Devotions upon Emergent Occasions

"No man is an Iland, intire of itselfe; every man is a peece of the Continent, a part of the maine; if a Clod be washed away by the Sea, Europe is the lesse, as if a Promontorie were, as well as if a Mannor of thy friends or of thine owne were ; and mans death diminishes me, because I am involved in Mankinde; And therefore never send to know for whom the bell tolls; It tolls for thee."
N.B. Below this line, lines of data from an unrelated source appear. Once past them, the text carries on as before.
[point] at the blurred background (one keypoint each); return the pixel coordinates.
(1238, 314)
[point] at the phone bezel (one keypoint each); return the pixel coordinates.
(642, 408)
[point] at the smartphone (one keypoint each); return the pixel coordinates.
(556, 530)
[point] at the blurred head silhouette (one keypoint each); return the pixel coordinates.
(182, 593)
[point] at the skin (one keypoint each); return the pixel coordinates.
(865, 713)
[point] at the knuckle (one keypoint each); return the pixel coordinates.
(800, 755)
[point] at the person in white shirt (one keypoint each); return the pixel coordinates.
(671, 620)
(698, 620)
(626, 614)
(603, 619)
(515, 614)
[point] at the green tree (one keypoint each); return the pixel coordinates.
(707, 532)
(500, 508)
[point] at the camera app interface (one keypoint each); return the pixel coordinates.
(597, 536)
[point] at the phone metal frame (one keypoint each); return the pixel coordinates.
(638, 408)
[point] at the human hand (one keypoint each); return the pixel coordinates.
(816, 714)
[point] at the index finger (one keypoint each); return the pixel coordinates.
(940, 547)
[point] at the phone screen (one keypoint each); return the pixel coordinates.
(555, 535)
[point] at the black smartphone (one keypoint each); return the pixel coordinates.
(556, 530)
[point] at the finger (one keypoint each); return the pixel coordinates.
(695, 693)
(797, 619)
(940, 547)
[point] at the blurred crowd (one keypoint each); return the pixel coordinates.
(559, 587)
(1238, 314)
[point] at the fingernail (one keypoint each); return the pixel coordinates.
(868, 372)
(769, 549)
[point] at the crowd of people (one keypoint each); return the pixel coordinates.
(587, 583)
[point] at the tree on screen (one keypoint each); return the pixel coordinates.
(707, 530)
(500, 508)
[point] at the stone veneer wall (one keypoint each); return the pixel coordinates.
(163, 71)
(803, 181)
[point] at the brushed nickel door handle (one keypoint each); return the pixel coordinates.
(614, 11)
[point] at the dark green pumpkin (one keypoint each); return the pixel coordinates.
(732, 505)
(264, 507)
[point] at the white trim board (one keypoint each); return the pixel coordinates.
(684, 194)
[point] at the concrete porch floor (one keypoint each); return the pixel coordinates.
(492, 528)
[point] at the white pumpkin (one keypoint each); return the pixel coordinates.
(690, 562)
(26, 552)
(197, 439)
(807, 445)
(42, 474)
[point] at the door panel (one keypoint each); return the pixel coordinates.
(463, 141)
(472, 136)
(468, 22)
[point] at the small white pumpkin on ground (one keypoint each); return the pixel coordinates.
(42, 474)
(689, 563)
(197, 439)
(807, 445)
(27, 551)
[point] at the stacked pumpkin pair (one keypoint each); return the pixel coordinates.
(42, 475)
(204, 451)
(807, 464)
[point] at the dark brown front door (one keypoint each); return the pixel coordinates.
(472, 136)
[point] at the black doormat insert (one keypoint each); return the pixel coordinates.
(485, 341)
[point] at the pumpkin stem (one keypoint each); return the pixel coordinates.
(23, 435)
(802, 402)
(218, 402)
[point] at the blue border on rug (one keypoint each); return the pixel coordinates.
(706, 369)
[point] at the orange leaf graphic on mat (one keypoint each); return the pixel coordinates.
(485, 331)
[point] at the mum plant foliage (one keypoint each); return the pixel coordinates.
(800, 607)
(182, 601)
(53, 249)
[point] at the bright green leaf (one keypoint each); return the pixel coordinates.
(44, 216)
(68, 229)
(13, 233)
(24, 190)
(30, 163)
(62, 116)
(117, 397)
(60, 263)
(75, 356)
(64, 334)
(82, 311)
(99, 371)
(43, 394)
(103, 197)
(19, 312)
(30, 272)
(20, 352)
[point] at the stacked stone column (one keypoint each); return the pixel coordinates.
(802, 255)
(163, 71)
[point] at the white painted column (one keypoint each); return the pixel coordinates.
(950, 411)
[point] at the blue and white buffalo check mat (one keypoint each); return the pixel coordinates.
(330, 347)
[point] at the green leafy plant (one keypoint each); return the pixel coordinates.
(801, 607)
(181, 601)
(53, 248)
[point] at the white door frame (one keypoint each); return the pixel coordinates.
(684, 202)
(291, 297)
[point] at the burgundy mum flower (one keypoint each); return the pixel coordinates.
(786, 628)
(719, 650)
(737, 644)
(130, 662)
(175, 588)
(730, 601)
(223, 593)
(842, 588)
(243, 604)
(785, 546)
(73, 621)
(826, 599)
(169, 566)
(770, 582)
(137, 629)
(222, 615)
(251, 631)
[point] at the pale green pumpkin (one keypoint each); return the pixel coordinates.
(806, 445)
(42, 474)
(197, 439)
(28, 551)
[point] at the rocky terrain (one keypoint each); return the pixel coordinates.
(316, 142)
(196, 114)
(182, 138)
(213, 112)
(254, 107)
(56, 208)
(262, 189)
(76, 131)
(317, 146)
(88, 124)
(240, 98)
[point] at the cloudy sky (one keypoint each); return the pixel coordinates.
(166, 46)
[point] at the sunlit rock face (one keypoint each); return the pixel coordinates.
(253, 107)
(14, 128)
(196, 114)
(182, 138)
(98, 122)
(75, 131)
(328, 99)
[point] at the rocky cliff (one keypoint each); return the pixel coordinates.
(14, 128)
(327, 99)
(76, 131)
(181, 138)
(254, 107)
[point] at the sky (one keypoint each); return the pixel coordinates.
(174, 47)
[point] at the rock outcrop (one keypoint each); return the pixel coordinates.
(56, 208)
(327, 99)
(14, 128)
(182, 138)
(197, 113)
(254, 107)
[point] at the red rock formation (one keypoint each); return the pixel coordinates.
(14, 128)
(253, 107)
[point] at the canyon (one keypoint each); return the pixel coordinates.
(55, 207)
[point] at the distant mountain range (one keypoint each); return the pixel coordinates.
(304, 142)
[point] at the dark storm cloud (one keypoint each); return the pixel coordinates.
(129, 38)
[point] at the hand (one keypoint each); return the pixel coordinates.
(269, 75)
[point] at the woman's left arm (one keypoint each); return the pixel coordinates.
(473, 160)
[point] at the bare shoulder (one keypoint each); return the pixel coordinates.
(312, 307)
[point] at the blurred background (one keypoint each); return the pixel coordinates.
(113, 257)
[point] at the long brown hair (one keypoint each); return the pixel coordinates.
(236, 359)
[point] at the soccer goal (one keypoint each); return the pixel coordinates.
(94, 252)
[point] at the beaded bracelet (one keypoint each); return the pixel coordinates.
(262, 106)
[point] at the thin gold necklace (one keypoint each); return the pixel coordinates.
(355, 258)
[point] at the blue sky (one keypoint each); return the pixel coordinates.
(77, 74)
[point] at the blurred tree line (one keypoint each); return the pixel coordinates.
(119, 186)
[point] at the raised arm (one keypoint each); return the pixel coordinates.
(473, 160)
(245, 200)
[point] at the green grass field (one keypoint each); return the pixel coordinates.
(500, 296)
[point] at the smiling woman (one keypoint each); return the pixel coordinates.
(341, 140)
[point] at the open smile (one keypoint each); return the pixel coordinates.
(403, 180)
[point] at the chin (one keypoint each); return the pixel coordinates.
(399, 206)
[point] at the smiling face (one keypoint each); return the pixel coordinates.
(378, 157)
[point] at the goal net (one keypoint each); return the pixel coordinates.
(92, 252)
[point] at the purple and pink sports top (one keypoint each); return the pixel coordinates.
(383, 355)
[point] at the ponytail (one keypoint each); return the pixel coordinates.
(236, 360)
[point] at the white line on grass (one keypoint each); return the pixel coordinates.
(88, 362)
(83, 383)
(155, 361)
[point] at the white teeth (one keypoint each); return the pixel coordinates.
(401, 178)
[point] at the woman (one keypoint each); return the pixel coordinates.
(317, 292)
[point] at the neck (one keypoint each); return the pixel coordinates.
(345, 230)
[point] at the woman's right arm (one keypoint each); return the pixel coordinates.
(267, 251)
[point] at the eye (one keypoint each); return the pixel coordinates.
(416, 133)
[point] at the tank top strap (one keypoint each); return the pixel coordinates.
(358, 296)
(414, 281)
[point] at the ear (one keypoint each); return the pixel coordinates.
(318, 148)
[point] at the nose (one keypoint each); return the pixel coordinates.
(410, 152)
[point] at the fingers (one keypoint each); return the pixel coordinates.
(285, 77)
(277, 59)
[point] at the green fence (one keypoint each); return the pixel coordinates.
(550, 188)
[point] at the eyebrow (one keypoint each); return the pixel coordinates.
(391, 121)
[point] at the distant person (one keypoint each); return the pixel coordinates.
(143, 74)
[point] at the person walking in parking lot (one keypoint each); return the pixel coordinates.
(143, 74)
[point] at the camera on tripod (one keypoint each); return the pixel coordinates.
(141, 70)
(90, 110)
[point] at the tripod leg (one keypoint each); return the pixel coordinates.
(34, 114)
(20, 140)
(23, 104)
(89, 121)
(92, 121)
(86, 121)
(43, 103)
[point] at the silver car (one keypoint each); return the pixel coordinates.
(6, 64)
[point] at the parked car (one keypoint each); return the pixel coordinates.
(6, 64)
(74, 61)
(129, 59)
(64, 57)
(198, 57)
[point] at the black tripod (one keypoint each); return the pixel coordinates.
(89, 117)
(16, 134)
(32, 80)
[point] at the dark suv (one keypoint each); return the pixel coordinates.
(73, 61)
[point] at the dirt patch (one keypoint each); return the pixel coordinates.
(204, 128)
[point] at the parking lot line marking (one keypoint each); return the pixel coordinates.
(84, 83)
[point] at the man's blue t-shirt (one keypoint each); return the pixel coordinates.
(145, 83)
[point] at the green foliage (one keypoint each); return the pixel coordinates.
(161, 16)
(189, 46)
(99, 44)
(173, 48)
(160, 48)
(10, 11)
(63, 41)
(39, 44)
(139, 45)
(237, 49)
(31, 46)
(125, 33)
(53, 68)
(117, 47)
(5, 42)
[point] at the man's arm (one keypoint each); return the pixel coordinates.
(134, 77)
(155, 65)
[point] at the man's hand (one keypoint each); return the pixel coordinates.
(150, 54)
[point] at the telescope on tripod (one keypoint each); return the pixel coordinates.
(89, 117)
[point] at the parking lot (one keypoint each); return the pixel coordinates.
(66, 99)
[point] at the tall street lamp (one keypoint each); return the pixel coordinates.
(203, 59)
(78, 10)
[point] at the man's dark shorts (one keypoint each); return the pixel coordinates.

~John Donne in Devotions upon Emergent Occasions

About the Work

Devotions upon Emergent Occasions was published in 1624, after Donne's death. He wrote it shortly before he died. It is a series of devotional essays from the perspective of an ill man whose condition is worsening. The work is known for this unique perspective. Also, many phrases from the piece have become well known around the world. For example, the phrase "for whom the bell tolls" has been widely used in expressing the meaning of life and death.

For Whom the Bell Tolls

Ernest Hemingway used the excerpt included above to help create the title of his bestselling, 1940 novel, For Whom the Bell Tolls. The excerpt is included in the beginning of the book, which has become a bestseller and is considered a classic piece of literature.

My Perspective

This piece is interesting to me because of its old language; 'iland,' 'intire,' and 'peece' are just a few of the words that are spelled differently than they are today. In addition, I like the message of this poem. Donne expresses that what happens to one person happens to everyone else. When one person dies, not only does it affect that person's friends and family members, but it also affects society as a whole. As human beings, we are naturally social creatures, so our relationships with others are important. I think this excerpt can teach us that we should do good deeds because our actions have the power to affect others, and hence make the world a better place.

Humanism and Skepticism

Devotions upon Emergent Occasions is an example of humanism because it is about humans, and not religion or gods. Also, it presents humans as a powerful, greater force called "Mankinde."

John Donne exemplified skepticism in his later years because he questioned the differences between Catholicism and Protestantism.